歌詞考察①「最悪で最高 今世どう成ろうと 一蓮托生よ」
サビで何度も繰り返される「最悪で最高」というフレーズは、人生の矛盾をそのまま抱きしめる宣言だ。良いことも悪いことも、すべてひっくるめて「人生だ」と言い切る覚悟がここにある。
「今世どう成ろうと 一蓮托生よ」——「一蓮托生」は仏教由来の言葉で、善悪を問わずともに同じ結果を受けるという意味だ。現代では「運命を共にする」という意味で使われる。どんな結果になろうと、一緒に受け止めようという覚悟と連帯感がこの一句に込められている。
「憂いなどは無用 この人生劇場」——人生を「劇場」に見立てるのは、観客的に生きるのではなく、役者として生き切るという意志表明でもある。憂い(不安・悲しみ)を持ち込む余地はない、この舞台では全力で演じるだけだ、というメッセージだ。
歌詞考察②「沈みゆくこの國 狂わせる蜘蛛の糸」——社会への冷笑
2番の歌詞では社会・政治への鋭い風刺が展開される。「沈みゆくこの國 狂わせる蜘蛛の糸 蚊帳の外 常日頃 絵空事の政治 ほったらかし夜の始まり」——King Gnuらしい、現代日本への冷めた視線だ。

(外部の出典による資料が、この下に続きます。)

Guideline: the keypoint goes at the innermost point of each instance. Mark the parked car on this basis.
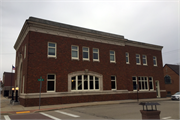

「蜘蛛の糸」は芥川龍之介の短編をもとにした比喩として読むこともできる。地獄から這い上がるための一本の糸——しかしそれは誰かを蹴落とすことで成り立つ。「狂わせる」という形容詞がついているのは、その救いが本当の救いにならないという冷笑だ。
「絵空事の政治」は理想だけ語って行動しない支配層への批判だろう。しかしここで重要なのは、それに怒り狂うのではなく「ほったらかし夜の始まり」とあっさり流していく点だ。嘆くより夜を楽しむ——これがSO BADというタイトルに込められた「最悪を最高に変える」態度の表れだ。
歌詞考察③「まつくろなたいよう かげろうゆらゆらゆれるとうきやう」——旧字体の仕掛け
2番中盤に突如ひらがな・旧仮名遣いで書かれた部分が登場する。「まつくろなたいよう かげろうゆらゆらゆれるとうきやう いふほどわるくないわ さあえんどろーるであいませう」。
「とうきやう」は「東京」の旧仮名遣い表記(とうきょう→とうきやう)。「いふほどわるくないわ」は「言うほど悪くないわ」の旧仮名遣いだ。「えんどろーるであいませう」は「エンドロールで会いましょう」——人生という映画のエンドロールで再会しよう、という含意だ。
旧仮名遣いで「東京」を書くことで、現代の都市と明治・大正期の東市が重なる。最悪と最高、生と死、現代と過去——この曲はあらゆる対立するものを並べることで「どちらも同じ人生の一部だ」と言い続けている。
歌詞考察④「I WANT THIS SO BAD」——欲望を肯定するクライマックス
ラストの英語パートでは「I WANT THIS SO BAD / I WANT THAT SO BAD / 何もかも SO BAD」と、欲望をさらけ出す宣言が続く。「綺麗事はSO BAD」というフレーズは、偽善への拒絶だ。
これも欲しい、あれも欲しい——本音をさらけ出すことへの解放感がここにある。建前や綺麗事で覆われた社会で、欲望に正直であることを「SO BAD(最高)」と肯定する。社会風刺の文脈で考えると「絵空事の政治」と「綺麗事はSO BAD」が対になっていることがわかる。綺麗なふりをした嘘より、最悪だと言いながら本音をさらす方がずっとマシだ——という常田大希のリアリズムだ。
サウンドの特徴——King Gnuのミクスチャーロックの進化形
「SO BAD」のサウンドは、King Gnuがフェーズ的に意図して作ったと感じられる質感だ。ヘヴィなギターとエレクトロニックなビートが共存し、転調を繰り返しながら不穏で予測不能な展開をつくる。常田大希の低音ボイスと井口理の透き通ったボーカルの対比が、この曲のカオス感をさらに増幅させている。
ゾンビのイベントテーマとして機能しながら、King Gnuのディスコグラフィーとしても独立した完成度を持つ——「USJの書き下ろし」という制約の中で本気を出した結果として生まれた楽曲だ。

まとめ——「最悪を最高に変える」King Gnu流の人生哲学
「SO BAD」は、単なるハロウィンのパーティチューンではない。「最悪と最高は表裏一体」「欲望に正直であること」「綺麗事より本音」「どんな人生でも劇場として楽しめ」——常田大希が歌詞に詰め込んだメッセージは、ゾンビが踊り狂うUSJの夜を超えて、普遍的な人生観として届いてくる。
最悪な現実も、最高な瞬間も、すべて「この人生劇場」の一幕だ。それを一蓮托生で生き切る覚悟——それがKing Gnu「SO BAD」の核心だ。